An isentropic process is a thermodynamic process in which entropy remains constant. This process is ideal because no energy is lost due to friction, heat transfer, or other inefficiencies. For an incompressible fluid like water, the isentropic process helps in computing the minimum work required for pumping the fluid.
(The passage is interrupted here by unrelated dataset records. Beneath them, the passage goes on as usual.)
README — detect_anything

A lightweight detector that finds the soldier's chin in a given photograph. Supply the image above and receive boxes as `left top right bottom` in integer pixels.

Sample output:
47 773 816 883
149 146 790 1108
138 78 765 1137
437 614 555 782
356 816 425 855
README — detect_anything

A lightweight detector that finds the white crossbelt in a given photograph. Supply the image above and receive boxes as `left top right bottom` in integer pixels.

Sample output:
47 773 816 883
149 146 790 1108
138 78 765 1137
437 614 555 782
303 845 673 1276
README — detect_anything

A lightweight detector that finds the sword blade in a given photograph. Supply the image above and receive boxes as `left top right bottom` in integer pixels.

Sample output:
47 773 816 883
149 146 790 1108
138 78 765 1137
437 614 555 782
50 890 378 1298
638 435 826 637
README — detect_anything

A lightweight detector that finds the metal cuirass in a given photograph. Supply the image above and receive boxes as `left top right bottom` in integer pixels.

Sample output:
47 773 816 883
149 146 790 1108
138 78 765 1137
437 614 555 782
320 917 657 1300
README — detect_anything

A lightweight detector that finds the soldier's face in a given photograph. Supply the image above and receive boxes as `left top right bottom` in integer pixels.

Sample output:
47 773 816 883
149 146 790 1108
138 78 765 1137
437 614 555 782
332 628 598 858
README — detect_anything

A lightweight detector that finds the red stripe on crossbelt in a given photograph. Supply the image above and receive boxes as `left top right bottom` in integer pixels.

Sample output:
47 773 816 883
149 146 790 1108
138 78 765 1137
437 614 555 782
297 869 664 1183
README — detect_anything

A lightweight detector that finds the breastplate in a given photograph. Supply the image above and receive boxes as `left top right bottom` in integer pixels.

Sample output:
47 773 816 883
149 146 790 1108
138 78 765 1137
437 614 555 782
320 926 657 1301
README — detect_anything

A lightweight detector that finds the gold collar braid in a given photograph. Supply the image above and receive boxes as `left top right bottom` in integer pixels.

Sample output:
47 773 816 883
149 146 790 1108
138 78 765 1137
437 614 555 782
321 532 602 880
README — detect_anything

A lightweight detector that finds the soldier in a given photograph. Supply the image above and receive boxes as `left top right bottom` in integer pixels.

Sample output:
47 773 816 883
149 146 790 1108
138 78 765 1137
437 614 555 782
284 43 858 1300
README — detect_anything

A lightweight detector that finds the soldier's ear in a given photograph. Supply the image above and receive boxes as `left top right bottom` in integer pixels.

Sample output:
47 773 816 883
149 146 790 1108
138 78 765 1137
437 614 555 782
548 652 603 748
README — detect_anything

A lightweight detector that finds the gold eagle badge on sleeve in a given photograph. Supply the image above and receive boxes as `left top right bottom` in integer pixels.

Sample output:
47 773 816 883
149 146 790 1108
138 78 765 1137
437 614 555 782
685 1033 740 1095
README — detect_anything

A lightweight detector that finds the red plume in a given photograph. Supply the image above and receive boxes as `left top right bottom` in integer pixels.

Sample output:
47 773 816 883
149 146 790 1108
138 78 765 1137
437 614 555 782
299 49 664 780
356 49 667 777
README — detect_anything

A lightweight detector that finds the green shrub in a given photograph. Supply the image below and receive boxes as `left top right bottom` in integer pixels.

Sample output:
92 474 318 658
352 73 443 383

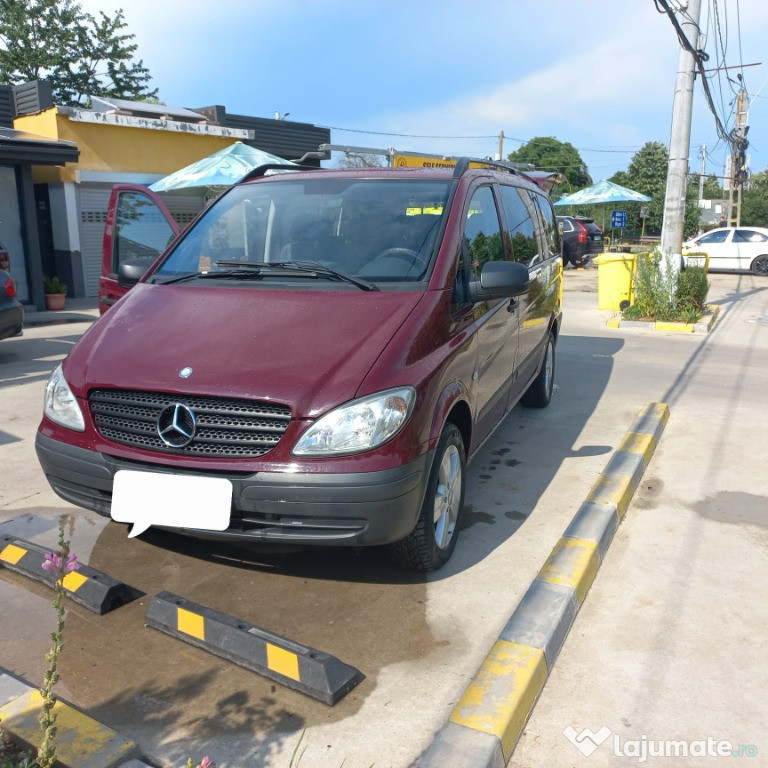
623 251 709 323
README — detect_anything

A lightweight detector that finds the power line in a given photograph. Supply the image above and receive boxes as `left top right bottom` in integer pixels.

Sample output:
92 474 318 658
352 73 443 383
317 125 640 155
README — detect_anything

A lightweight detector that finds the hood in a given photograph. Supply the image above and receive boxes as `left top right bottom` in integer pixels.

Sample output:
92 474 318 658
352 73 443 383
64 283 423 418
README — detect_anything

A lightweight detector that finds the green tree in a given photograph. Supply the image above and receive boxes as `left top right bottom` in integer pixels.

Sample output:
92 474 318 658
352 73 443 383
0 0 157 106
507 136 592 200
610 141 699 237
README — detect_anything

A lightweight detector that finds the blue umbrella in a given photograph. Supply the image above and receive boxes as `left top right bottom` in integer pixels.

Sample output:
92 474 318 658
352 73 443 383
555 181 651 205
149 141 296 192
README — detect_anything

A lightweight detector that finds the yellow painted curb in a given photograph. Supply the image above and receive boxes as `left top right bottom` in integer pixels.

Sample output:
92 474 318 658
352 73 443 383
450 640 547 760
653 322 694 333
637 403 669 426
536 536 600 604
0 690 139 768
616 432 656 467
586 475 635 518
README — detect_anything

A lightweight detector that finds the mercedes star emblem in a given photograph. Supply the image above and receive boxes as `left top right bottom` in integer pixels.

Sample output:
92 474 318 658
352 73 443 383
157 403 197 448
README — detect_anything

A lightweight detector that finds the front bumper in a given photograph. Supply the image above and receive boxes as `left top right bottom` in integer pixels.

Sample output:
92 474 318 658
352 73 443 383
35 433 433 546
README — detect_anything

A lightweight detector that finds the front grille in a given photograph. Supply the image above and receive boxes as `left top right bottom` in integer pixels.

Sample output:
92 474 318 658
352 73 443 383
88 389 291 458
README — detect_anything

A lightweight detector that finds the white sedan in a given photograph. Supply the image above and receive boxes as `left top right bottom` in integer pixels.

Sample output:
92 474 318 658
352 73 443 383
683 227 768 275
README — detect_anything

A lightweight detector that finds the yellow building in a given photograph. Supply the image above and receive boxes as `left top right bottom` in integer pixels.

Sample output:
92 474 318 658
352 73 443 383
13 83 330 303
14 94 253 297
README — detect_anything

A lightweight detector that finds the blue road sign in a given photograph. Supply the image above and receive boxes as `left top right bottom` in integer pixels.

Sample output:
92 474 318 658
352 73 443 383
611 211 627 229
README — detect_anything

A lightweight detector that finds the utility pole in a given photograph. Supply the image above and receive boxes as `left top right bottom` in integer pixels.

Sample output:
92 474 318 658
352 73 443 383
728 86 749 227
661 0 701 260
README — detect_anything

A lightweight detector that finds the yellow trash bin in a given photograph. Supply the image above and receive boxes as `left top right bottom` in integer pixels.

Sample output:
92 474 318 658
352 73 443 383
683 251 709 273
593 253 637 310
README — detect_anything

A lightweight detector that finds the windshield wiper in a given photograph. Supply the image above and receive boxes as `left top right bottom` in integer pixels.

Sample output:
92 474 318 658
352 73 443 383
150 265 263 285
216 261 379 291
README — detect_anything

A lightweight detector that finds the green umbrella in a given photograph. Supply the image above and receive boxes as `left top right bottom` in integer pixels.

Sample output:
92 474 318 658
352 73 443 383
149 141 296 194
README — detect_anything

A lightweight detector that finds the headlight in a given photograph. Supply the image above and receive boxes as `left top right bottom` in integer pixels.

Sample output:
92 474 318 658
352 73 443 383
45 365 85 432
293 387 416 456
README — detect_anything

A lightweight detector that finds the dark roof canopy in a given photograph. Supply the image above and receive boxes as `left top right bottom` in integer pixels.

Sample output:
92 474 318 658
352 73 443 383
0 128 80 165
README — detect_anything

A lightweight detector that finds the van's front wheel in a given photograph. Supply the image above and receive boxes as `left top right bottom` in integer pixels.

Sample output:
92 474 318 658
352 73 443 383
389 424 467 571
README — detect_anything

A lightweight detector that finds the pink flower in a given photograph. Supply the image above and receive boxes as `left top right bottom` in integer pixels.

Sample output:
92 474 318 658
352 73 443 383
43 552 61 571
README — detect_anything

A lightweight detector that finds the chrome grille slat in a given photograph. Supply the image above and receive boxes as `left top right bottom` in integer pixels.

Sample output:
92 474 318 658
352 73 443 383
88 389 291 458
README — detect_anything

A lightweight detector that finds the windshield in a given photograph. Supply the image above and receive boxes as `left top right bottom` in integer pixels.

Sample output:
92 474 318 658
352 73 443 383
153 174 450 287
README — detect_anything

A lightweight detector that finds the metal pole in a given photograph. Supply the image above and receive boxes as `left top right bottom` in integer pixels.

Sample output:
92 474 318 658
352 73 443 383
661 0 701 260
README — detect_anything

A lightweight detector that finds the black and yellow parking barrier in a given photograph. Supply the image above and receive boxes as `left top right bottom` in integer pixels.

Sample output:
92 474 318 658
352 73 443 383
145 592 364 706
0 536 142 615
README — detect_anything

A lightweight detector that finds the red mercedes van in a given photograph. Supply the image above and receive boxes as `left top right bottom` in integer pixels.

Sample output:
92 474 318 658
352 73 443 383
36 159 562 570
To calculate the isentropic work (\(W_s\)), we assume the fluid undergoes no changes in kinetic and potential energy and there is no significant heat transfer with the surroundings. The formula used is:

\[ W_s = \frac{(P_{out} - P_{in}) \times \text{mass flow rate}}{\text{density}} \]

This process assumes an ideal scenario, helping us estimate the best-case scenario for the pump's work requirements without any real-world inefficiencies.

Hourly Cost Calculation

Calculating the hourly cost of running an electrically-driven pump involves understanding both the power consumption and the cost of electricity. We already know the actual work the pump does is 15 kW. The electricity cost is given as 8 cents per kWh.

To calculate the hourly cost, use the formula:

\[ \text{Cost} = W_{actual} \times \text{electricity rate} \times \text{operational time} \]

Given the electricity rate is 8 cents/kWh and we are interested in the cost for one hour of operation, we get:
\[ \text{Cost} = 15 \text{ kW} \times 8 \text{ cents/kW} \times 1 \text{ h} = 120 \text{ cents} = 1.2 \text{ dollars/hour} \]

Thus, the hourly cost of running the pump is $1.2, considering both the efficiency of the pump and the cost of electricity.